Sara Zarr (born October 3, 1970) is an American writer. She was raised in San Francisco, and now lives in Salt Lake City, Utah with her husband. Her first novel, Story of a Girl, was a 2007 National Book Award finalist. She has subsequently had six novels published.

Biography and career
Born in Cleveland, Ohio and raised in San Francisco, she earned a degree in communications from San Francisco State University. Zarr grew up as part of a Jesus Movement church and still identifies as a Christian. Her first three manuscripts were never published, but after winning the Utah Arts Council prize for best unpublished young adult novel of 2003, she was able to find an agent who successfully sold Story of a Girl as the first of a two-book deal, to Little, Brown Books for Young Readers.

Inspired by the kidnapping of Elizabeth Smart and Zarr's Christian roots, her third book, Once Was Lost (also published as What We Lost) addresses issues of faith, identity and home. The original title comes from the hymn Amazing Grace written by John Newton. While the characters are Christian, the book was published for a mainstream audience and neither promotes nor criticizes organized religion.

In 2008, Zarr contributed to the young adult for Obama project started by fellow YA author Maureen Johnson. Zarr's articles included "Red State Jesus Freaks for Obama" and "Personal Sacrifice."

Zarr has been a regular contributor to Image Journal's Good Letters blog.

In 2010, she served as a judge for the National Book Awards.

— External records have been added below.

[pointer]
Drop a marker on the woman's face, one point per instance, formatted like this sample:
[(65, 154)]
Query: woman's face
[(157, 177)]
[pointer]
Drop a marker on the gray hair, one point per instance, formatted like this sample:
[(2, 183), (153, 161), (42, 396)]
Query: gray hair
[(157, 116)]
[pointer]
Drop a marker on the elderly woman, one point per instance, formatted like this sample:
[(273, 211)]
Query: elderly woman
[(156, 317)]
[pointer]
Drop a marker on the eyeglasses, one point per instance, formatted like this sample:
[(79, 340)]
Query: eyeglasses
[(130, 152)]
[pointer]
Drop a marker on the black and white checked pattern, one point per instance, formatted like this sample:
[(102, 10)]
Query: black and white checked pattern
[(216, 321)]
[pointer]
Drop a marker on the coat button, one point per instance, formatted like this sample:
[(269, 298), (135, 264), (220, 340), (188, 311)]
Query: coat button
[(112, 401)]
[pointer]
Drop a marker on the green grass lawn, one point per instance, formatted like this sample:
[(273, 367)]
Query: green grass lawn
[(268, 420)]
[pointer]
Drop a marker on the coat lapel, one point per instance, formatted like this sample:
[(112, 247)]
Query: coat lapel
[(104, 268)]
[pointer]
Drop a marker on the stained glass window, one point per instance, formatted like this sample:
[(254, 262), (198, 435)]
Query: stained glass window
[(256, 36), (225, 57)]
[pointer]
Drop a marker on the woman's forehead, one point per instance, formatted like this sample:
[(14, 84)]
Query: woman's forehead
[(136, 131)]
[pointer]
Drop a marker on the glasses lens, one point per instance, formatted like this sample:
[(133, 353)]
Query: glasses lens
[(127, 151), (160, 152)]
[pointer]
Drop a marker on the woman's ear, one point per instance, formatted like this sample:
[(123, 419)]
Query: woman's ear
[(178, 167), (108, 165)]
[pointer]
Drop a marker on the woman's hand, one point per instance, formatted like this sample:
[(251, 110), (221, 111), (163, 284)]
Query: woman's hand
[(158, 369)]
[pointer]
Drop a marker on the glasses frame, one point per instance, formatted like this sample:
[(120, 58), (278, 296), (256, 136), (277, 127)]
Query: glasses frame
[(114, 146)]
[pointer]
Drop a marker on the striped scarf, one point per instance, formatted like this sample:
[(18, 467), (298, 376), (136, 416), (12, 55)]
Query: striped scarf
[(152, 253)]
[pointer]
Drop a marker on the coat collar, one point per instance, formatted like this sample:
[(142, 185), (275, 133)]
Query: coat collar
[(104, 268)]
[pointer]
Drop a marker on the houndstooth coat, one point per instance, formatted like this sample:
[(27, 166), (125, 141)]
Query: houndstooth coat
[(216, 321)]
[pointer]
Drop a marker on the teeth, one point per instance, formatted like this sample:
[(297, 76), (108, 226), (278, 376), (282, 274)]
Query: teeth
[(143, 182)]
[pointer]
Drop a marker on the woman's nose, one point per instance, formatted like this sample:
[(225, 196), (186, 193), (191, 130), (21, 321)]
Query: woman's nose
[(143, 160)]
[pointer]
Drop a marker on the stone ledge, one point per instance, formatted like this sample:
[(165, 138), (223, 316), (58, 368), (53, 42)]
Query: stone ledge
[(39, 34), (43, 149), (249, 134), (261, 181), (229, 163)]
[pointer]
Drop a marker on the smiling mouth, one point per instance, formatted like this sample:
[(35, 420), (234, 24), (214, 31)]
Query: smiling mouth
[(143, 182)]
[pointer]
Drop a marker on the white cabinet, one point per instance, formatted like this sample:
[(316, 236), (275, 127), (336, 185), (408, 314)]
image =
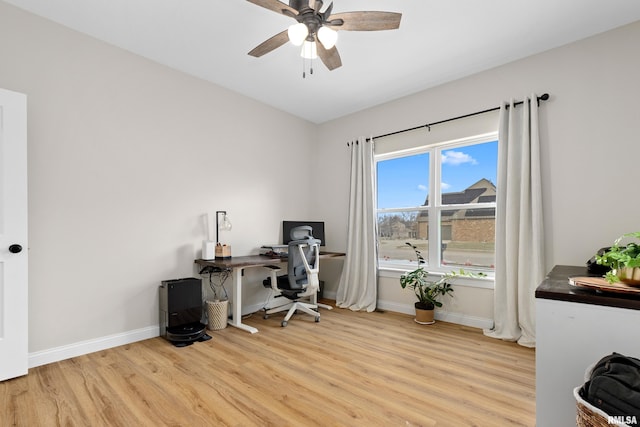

From 2013-2015, Zarr taught at Lesley University’s Low-Residency Master of Fine Arts in Creative Writing program.

From 2012-2015; 2020-present Zarr hosted and produced the podcast This Creative Life. It featured Zarr in conversation with other writers. She has self-published a companion book to the podcast.

With her 2017 novel, Gem & Dixie (loosely based on some of her early life experiences), Zarr moved to the HarperCollins imprint Balzer + Bray, and has another book slated with them for 2018.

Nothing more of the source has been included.